製品ライフサイクル|各段階のマーケティング上の特徴と対応
製品ライフサイクルのおさらい
製品の中には、導入から間もなく市場から姿を消すものもあれば、人間の寿命よりも長く市場に存在し続けるものもあります。
コカ・コーラは1886年に発売されてから、現在までに世界中で愛されています。一種類の清涼飲料水を100年以上販売し続けるという偉業を成しています。
その反対に、人知れず市場から姿を消す新製品も存在します。多くは、普及する前に姿を消すため、ほとんどの人の記憶に残っていません。
製品は市場に導入されてから、消費者の需要を獲得し、利益を生み成長しながら存続します。そして、やがては衰退し、市場から撤退します。
このサイクルが製品ライフサイクルです。
製品ライフサイクルは基本的に、S字の曲線を描きますが、製品ごとに各段階(導入期から衰退期までの4段階)の長さなどが異なるため、製品ごとに異なる曲線を描きます。
一時のブームによって成長した製品は、ブームが過ぎればあっという間に衰退する場合もあります。
各段階のマーケティング上の対応
ここまで、製品ライフサイクルについてお話してきました。ここからは、サイクルの各段階においてどのような対応をとれば良いのか、マーケティングの観点からライフサイクルについて解説します。
1.導入期
導入期はまだ製品の存在をほとんどの消費者が知りません。そんな中得体の知れない品物を購入しようと考える人はまれです。
そのため、大規模なプロモーションで大々的に一気に大衆に売り込むのではなく、製品の認知度を高めるようプロモーションしながら、革新を好む消費者を対象に販売しましょう。
消費者の多くは保守的で、実際に価値があると他の消費者たちから認められてから購入に至ります。その反対に革新を好む消費者も少数ながら存在します。
そのため、導入期のターゲットは革新者で、マーケティングの重点目標は製品の認知度向上が一般的です。
2.成長期
導入期に、製品がジワジワと売れ始め市場認知度も高まると、製品への需要が高まり市場規模が広がります。
そして、一気に製品への需要が高まるのが成長期です。
成長期になると急速に競合が参入して来るため、競争が過熱します。
多くの競合製品と自社製品を区別するため、差別化を図り、ブランド化をすることが課題です。
成長期にどれだけシェアを勝ち取れるかで、成熟期以降の業績に大きく関わるため、より多くの市場シェアを獲得することがマーケティング上の重点的な目標です。
市場シェア目標を達成するには、製品の価値や特徴による差別化、ブランドによる差別化、ライン拡張によるセグメントごとのニーズを満たすなどの方策があります。

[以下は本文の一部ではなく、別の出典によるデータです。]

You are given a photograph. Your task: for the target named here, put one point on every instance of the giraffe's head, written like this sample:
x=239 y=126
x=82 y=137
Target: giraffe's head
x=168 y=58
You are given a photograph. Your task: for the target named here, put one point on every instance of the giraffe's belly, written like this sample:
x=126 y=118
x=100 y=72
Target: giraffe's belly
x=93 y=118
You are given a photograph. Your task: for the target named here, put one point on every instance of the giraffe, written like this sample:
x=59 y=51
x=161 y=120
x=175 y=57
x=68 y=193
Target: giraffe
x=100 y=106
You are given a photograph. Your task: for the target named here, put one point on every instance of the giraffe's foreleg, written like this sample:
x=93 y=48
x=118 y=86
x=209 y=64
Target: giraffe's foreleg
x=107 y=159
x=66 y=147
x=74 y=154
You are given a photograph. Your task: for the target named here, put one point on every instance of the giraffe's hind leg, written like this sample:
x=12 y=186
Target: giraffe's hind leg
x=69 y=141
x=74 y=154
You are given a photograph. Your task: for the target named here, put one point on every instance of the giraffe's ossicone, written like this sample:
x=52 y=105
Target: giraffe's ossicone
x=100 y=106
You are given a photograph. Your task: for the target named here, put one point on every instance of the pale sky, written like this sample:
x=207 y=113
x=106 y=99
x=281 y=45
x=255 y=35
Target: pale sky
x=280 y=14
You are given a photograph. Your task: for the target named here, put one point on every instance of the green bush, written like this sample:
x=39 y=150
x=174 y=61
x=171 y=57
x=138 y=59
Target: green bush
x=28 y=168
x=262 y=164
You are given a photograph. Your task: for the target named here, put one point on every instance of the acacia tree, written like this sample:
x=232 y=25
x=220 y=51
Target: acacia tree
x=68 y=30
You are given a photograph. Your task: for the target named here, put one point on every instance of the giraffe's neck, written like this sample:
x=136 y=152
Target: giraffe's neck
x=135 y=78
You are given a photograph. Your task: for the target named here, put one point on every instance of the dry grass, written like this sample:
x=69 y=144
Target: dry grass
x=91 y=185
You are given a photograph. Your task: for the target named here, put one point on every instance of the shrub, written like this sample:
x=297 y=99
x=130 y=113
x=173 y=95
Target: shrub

導入期は製品自体の啓蒙が課題で、成長期は製品が他と違うことを消費者に啓蒙することが課題です。
3.成熟期
経済は富を「パイ」に例え、パイの取り分を最大化することが経済主体(ビジネスでは企業)の目的であるとされています。
製品の導入は新たなパイの創造であり、成長はパイの総量の増加です。そして、成熟期に入るとパイの総量が上限に達します。
そのため、成熟期では今あるパイからどれだけ多く切り取れるかの競争になります。
成熟期で多くのパイを獲得するには、成長期の内にどれだけ市場シェアを得ているかによります。
成熟期になると競争はあるものの、ある程度構造が固まってしまうため、現状のシェアを維持するよう、製品やサービスの品質の改良に努めることが良策です。
最大シェアを持つリーダー企業は製品ラインを拡充し、あらゆるニーズに対応できるよう取り揃える、小規模な企業は独自の強みを活かせるセグメントで生き残りを図るなど企業ごとの特徴が多様になる時期です。
4.衰退期
市場規模が減少する時期です。
市場シェアの高い企業は現状のままでも、追加投資が必要ないため利益を得られますが、それ以外は撤退を余儀なくされます。
また、リーダーであっても、いずれ市場の縮小により製品廃止となってしまいます。
衰退期で取る戦略は、低い売上でも利益が確保できるよう生産性を高めることや、新しい価値を創出しサイクルの延命を図ることです。
イノベーションによる価値創造は新製品の開発以外にも、製品の新たな提案や製品の改良修正、ポジショニングの修正などによっても可能です。